- Born: Vincent Joseph Politan February 4, 1965 (age 61) West Orange, New Jersey, U.S.
- Education: B.A., Stanford University J.D., Seton Hall University
- Occupations: Television anchor and analyst; attorney
- Employer: Court TV
- Known for: Legal commentary
- Children: 5

= Vinnie Politan =

American attorney and journalist (born 1965)

Vincent Joseph "Vinnie" Politan (born February 4, 1965) is a former New Jersey county prosecutor, practicing private attorney and broadcast journalist. He serves as lead anchor of Court TV. He hosts and created the primetime show, Closing Arguments with Vinnie Politan, which is the highest rated primetime program on the network.

Previously, he co-created and hosted After Dark, a hit show on HLN which featured an in studio jury. It was the network's highest premiering show in its history. Before that he anchored "Prime News with Vinnie Politan" on HLN and HLN Special Report. He co-anchors In Session on the cable network truTV. He previously co-anchored Bloom & Politan: Open Court (alongside Lisa Bloom) and Both Sides (with Kimberly Guilfoyle).

Trials covered by Politan include those of or connected to Jodi Arias, Trayvon Martin, Casey Anthony, Johnny Depp, Alex Murdaugh, Sean "Puffy" Combs, O. J. Simpson, Scott Peterson, Kobe Bryant, Darrell Brooks, and Kyle Rittenhouse among many others, since joining Court TV in January 2001. Additionally, Politan hosted the morning radio show Me and Vinnie on Sirius XM radio's Stars Too station.

Politan remained at HLN until 2014, when he declined a contract offer from the HLN Network.

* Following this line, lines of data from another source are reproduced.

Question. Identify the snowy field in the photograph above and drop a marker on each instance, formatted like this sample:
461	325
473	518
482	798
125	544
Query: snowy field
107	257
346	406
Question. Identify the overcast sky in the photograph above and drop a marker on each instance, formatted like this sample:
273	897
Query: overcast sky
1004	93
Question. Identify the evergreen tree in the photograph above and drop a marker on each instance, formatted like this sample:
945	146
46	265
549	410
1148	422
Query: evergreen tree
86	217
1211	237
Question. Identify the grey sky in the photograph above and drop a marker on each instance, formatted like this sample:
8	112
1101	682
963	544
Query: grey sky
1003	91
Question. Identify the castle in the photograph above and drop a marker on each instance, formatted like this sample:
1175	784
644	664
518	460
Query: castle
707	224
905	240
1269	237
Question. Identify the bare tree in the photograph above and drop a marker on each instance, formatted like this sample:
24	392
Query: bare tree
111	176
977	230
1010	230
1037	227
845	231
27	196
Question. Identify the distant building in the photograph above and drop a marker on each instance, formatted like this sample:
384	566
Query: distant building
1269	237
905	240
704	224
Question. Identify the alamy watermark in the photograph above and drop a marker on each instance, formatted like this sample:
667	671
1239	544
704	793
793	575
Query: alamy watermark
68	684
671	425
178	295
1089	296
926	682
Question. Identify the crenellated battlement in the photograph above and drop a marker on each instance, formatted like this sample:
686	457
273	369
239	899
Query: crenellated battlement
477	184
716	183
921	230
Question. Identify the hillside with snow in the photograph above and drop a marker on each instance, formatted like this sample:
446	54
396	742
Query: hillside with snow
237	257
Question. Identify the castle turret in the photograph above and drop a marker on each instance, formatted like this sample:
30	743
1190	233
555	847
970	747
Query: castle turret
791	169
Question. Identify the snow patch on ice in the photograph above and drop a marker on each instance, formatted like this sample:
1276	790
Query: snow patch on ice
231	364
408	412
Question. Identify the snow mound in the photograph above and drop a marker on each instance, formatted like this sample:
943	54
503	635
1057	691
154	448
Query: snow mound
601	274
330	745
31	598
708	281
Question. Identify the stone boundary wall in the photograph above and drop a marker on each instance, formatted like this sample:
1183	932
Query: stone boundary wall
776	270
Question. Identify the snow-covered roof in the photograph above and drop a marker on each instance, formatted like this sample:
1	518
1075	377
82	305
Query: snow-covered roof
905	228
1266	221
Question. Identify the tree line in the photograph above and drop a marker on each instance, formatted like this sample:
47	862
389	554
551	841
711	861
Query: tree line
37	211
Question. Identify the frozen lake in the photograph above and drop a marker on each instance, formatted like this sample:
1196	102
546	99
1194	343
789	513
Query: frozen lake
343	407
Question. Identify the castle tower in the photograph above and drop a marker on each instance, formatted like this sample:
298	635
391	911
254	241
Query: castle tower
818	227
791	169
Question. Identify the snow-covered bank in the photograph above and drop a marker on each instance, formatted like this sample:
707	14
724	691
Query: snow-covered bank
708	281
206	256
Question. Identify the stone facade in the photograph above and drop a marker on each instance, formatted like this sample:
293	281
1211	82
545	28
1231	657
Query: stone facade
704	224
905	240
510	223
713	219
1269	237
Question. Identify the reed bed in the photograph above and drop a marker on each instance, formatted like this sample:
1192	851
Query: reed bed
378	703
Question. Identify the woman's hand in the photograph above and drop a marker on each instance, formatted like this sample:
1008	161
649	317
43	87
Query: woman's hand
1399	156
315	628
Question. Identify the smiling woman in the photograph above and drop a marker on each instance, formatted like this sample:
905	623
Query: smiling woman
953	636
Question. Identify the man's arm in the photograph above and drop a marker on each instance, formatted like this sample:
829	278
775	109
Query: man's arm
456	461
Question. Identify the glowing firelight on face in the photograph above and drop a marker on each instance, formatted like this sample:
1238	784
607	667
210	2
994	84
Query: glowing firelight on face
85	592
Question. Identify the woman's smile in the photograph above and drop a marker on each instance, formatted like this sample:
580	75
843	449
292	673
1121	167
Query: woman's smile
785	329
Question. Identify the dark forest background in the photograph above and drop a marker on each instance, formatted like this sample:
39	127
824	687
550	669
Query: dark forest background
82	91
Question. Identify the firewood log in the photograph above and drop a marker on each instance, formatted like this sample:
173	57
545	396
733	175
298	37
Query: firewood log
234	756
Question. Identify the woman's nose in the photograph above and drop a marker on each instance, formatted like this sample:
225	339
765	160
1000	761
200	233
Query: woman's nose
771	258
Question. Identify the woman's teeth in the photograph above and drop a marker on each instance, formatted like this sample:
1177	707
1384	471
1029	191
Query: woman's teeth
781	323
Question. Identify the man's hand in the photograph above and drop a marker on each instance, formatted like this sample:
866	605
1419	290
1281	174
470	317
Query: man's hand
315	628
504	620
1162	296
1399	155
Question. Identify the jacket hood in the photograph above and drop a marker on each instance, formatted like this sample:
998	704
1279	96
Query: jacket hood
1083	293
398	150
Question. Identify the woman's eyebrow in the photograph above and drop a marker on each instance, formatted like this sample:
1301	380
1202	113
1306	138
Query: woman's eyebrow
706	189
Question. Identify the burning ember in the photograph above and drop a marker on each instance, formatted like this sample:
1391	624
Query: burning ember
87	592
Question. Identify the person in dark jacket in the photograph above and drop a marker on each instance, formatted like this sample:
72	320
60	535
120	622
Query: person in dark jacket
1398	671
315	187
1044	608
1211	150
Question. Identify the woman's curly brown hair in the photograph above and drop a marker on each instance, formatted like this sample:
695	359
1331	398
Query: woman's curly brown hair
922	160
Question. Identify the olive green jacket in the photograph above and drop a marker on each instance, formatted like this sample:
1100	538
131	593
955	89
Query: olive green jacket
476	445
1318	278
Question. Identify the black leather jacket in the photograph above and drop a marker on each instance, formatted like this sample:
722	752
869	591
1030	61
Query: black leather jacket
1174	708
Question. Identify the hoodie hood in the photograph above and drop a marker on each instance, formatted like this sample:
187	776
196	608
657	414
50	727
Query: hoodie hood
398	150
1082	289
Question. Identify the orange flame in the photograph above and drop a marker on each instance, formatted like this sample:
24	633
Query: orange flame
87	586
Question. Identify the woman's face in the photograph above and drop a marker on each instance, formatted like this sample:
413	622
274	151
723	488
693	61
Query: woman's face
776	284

In August 2014, he joined the morning broadcast of Atlanta's local NBC Affiliate WXIA, "11 Alive", as lead anchor for the morning weekday news.

== Biography ==
Born in New Jersey on Thursday, February 4, 1965, Politan was raised in West Orange, New Jersey, and graduated from West Orange High School, where he was captain of the school's basketball team both his junior and senior year - leading the squad to back to back conference championships and a state sectional championship. He attended Stanford University in Palo Alto, California, receiving an AB in Communication before attending Seton Hall University School of Law in Newark, New Jersey.

==Career==

His first original job was in 1988 when he co-owned Metropolitan Recording Corporation with Jerry Salerno, he later on revived the label. Politan, also the brother of a corporate attorney and son of federal judge Nicholas H. Politan, was a prosecutor in Bergen County, New Jersey, before going into journalism. Following his time as prosecutor, Politan worked in the private legal sector, including at the Carella-Byrne law firm in New Jersey. Politan's final employment as an attorney was as in-house counsel for the supermarket chain Grand Union.

=== Journalism ===
Politan worked at Channel 10 News in New Jersey as a reporter and anchor, covering general news, legal stories, and moderating political debates. He also produced and hosted a weekly legal program, Bergen County Justice with Vinnie Politan. Politan worked as an AP reporter and then an anchor for Central Florida News 13 in Orlando. In 2000, he covered both Democratic and Republican National Conventions as a correspondent for Time Warner. After his departure from HLN in July 2014, Politan became an anchor of Atlanta's NBC affiliate, "11 Alive". He hosted the "Late Feed" on WXIA, a late night show featuring local newsmakers, headlines and intense legal coverage, for which he won an Emmy Award. In 2018, Politan agreed to become the lead anchor on Court TV, which relaunched in May 2019.